There’s no tiptoeing around the fact that swollen feet are annoying. And while it doesn’t take a doctor to point out that wearing sky-high heels all day might contribute to foot pain and swelling, sometimes the cause can be more difficult to pinpoint. But with a little detective work and advice from experts, but there are preventative measures we can take and ways to treat swollen feet.
First, it’s important to understand what actually causes feet to swell. According to Dr. Rock Positano, DPM, MSc, MPH and director of non-surgical foot and ankle service at Hospital for Special Surgery, the most common causes are either related to current health conditions or caused by irritants like too-tight shoes or long plane rides.
Dr. Positano gave a laundry list of possible causes for swollen feet related to other health conditions: obesity, water retention, tight Achilles, congestive heart failure, deep vein thrombosis, kidney disease, high blood pressure, swollen and inflamed Achilles tendon and plantar fascia, joint disease secondary to diabetes, gout, trauma like ankle sprains and generalized tendon injuries, bone fractures, varicose veins, arterial blockage, atherosclerosis, cysts behind the knees, systemic infections, flat arch or blocked lymph glands. Whoa!
And then there are temporary conditions that cause feet to swell, like being too sedentary or pregnancy. Allergies to medication and food might also cause swollen feet, along with sunburn or frostbite.
And finally, there are situational conditions that lead to swollen feet: prolonged wearing of flat shoes, allergic reaction to dyes in shoes, ill-fitting shoes or socks and shoes made of materials like plastic that don’t allow the foot and skin to breathe.
Clearly there can be many culprits, making the underlying cause difficult to ascertain.
How to Diagnose Swollen Feet
“We usually look at the worst case scenario and most common scenario and then arrive at a workable diagnosis and treatment,” says Dr. Ernest Isaacson. “Swollen feet accompanied by shortness of breath or feeling winded with exertion should always be investigated, as it could be a sign of heart disease. If only one foot is swollen on a more acute basis, that should also be investigated, as it could be a sign of infection or trauma.”
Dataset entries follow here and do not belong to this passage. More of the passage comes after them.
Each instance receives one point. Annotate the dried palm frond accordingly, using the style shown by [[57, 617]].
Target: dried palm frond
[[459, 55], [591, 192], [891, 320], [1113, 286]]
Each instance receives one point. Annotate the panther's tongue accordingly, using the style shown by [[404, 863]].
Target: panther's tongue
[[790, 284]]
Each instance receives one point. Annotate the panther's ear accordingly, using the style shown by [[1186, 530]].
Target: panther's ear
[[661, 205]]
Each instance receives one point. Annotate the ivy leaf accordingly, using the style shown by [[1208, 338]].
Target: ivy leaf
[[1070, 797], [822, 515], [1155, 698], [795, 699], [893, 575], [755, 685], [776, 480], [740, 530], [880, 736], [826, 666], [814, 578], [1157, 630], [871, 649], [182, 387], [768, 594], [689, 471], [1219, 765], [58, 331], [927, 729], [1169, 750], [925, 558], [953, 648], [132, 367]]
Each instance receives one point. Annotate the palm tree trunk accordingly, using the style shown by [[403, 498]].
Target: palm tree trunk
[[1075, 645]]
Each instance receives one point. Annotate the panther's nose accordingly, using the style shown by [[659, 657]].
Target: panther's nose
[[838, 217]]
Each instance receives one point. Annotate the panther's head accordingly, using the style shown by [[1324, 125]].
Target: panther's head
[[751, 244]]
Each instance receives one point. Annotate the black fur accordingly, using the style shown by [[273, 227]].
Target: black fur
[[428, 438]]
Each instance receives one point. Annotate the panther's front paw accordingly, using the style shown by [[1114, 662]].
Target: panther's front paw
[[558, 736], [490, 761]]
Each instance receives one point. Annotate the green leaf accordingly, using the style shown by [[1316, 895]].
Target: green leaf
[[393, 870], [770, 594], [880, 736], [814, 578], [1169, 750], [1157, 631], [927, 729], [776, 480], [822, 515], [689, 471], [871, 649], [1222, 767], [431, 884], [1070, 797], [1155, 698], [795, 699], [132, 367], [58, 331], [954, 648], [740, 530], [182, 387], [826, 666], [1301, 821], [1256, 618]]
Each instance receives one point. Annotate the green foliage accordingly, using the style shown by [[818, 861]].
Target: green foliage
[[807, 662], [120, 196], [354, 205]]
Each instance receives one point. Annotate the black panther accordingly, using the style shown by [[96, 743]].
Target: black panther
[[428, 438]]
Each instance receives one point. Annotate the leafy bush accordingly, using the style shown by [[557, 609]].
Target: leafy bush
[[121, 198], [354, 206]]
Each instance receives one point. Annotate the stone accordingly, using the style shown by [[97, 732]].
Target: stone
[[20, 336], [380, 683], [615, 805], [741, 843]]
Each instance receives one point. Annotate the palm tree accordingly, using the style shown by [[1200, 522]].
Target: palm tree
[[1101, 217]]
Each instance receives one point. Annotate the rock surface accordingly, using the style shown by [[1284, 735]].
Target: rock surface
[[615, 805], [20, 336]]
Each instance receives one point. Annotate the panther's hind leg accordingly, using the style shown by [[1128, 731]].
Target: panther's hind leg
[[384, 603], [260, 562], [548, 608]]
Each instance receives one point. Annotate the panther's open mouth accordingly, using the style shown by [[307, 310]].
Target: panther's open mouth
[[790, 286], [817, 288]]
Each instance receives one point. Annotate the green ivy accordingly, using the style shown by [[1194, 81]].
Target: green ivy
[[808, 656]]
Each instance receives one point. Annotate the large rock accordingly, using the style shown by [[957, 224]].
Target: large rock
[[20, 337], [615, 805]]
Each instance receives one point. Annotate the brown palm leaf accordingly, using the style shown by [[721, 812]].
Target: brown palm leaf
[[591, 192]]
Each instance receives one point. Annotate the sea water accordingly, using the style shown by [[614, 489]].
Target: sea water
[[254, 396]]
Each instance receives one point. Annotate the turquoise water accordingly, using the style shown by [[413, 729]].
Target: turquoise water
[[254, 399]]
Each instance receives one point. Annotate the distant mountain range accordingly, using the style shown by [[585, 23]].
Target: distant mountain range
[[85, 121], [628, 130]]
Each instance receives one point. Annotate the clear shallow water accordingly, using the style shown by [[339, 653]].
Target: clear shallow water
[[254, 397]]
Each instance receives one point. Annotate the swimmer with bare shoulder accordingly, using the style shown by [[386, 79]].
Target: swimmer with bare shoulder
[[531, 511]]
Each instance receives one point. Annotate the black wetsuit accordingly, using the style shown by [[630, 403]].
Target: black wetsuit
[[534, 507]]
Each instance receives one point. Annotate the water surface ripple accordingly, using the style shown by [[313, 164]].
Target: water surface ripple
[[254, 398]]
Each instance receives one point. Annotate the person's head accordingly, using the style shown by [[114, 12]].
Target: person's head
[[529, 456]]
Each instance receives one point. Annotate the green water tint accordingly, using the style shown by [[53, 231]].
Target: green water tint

He also notes that humid weather tends to exacerbate the problem and it’s generally progressive throughout the day with most patients waking up in the morning with relatively little swelling.
How to Treat Swollen Feet
So, what can you do to treat swollen feet? Before we get to the fun stuff — shopping for new shoes — let’s get the not-so-fun stuff out of the way. “Salt reduction can have a beneficial effect in reducing the amount of fluid in the tissues as can wearing compression stockings and elevation,” says Isaacson. So say goodbye to those potato chips and hello to new socks. (Comrad makes some that are actually stylish.) “For chronic swelling caused by venous disease, your friendly neighborhood vascular surgeon or interventional radiologist may be able to offer treatments, many of which are minimally invasive and outpatient,” he says.
Loading up on natural diuretics that remove excess fluid from the body (like celery juice) and getting up to walk and stretch regularly can be equally helpful to treat swollen feet. Particularly for chronic swelling, Positano also recommends ice and calf massages.
Now for something a little more fun than drinking celery juice: shoes. Wearing comfortable ones is critical. Positano says it’s imperative to shop for shoes in the late afternoon when the foot is at its maximum size. “During the morning hours, the foot is most slender and generally a smaller size.”
He also notes that even adults should measure their feet every few years. “Weight gain/loss, pregnancy, increased/decreased activity can affect shoe size.” Unfortunately, shoes can’t necessarily prevent feet from swelling, but they can cause and worsen the situation. So if you need a reason not to go into credit card debt for the latest Sergio Rossi or Giuseppe Zanotti stilettos, there you have it.